Bagi pelaku usaha, pergerakan nilai tukar rupiah menjadi salah satu indikator yang terus dipantau, terutama bagi sektor yang memiliki aktivitas impor maupun transaksi menggunakan mata uang dolar AS.
Selain dunia usaha, perubahan kurs juga menjadi perhatian masyarakat yang memiliki kebutuhan transaksi internasional, seperti perjalanan ke luar negeri, pembayaran pendidikan, maupun pembelian barang dari luar negeri yang menggunakan mata uang asing.

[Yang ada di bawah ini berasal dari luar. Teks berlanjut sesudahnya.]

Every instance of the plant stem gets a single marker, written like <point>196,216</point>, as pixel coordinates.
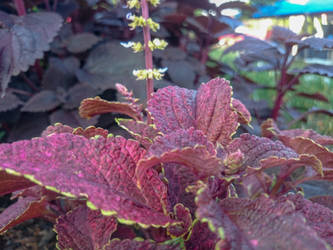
<point>148,52</point>
<point>20,7</point>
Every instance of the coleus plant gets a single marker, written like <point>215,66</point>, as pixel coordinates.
<point>184,182</point>
<point>278,54</point>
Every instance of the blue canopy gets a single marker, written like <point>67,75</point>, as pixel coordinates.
<point>289,7</point>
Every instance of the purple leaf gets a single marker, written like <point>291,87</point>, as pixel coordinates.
<point>23,40</point>
<point>83,228</point>
<point>257,224</point>
<point>99,170</point>
<point>9,101</point>
<point>45,100</point>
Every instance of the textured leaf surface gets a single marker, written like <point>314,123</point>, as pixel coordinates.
<point>83,228</point>
<point>102,170</point>
<point>96,106</point>
<point>209,109</point>
<point>256,148</point>
<point>81,42</point>
<point>182,214</point>
<point>9,101</point>
<point>259,224</point>
<point>45,100</point>
<point>10,183</point>
<point>23,40</point>
<point>141,131</point>
<point>186,147</point>
<point>24,209</point>
<point>318,217</point>
<point>138,245</point>
<point>269,129</point>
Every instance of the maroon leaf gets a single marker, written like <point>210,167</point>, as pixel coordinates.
<point>186,147</point>
<point>244,116</point>
<point>141,131</point>
<point>326,201</point>
<point>315,96</point>
<point>182,214</point>
<point>100,170</point>
<point>95,106</point>
<point>23,40</point>
<point>77,93</point>
<point>318,217</point>
<point>57,128</point>
<point>269,129</point>
<point>45,100</point>
<point>24,209</point>
<point>10,183</point>
<point>209,109</point>
<point>81,42</point>
<point>136,244</point>
<point>83,228</point>
<point>9,101</point>
<point>256,148</point>
<point>258,224</point>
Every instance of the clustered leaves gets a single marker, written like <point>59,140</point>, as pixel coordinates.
<point>183,183</point>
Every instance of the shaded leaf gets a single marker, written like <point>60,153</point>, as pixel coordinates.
<point>257,224</point>
<point>24,209</point>
<point>96,106</point>
<point>244,116</point>
<point>141,131</point>
<point>83,228</point>
<point>23,40</point>
<point>9,101</point>
<point>81,42</point>
<point>269,129</point>
<point>182,214</point>
<point>100,170</point>
<point>10,183</point>
<point>45,100</point>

Nilai tukar rupiah terhadap dolar AS dipengaruhi berbagai faktor, baik dari dalam maupun luar negeri. Namun, data Google Finance yang ditampilkan hanya menunjukkan pergerakan nilai tukar tanpa menjelaskan faktor penyebab perubahan kurs tersebut.
Karena itu, perkembangan nilai tukar rupiah masih akan menjadi perhatian pelaku pasar dalam beberapa hari ke depan, terutama untuk melihat apakah mata uang Garuda mampu menjauh dari kisaran Rp17.900 per dolar AS atau kembali mendekati level Rp18.000.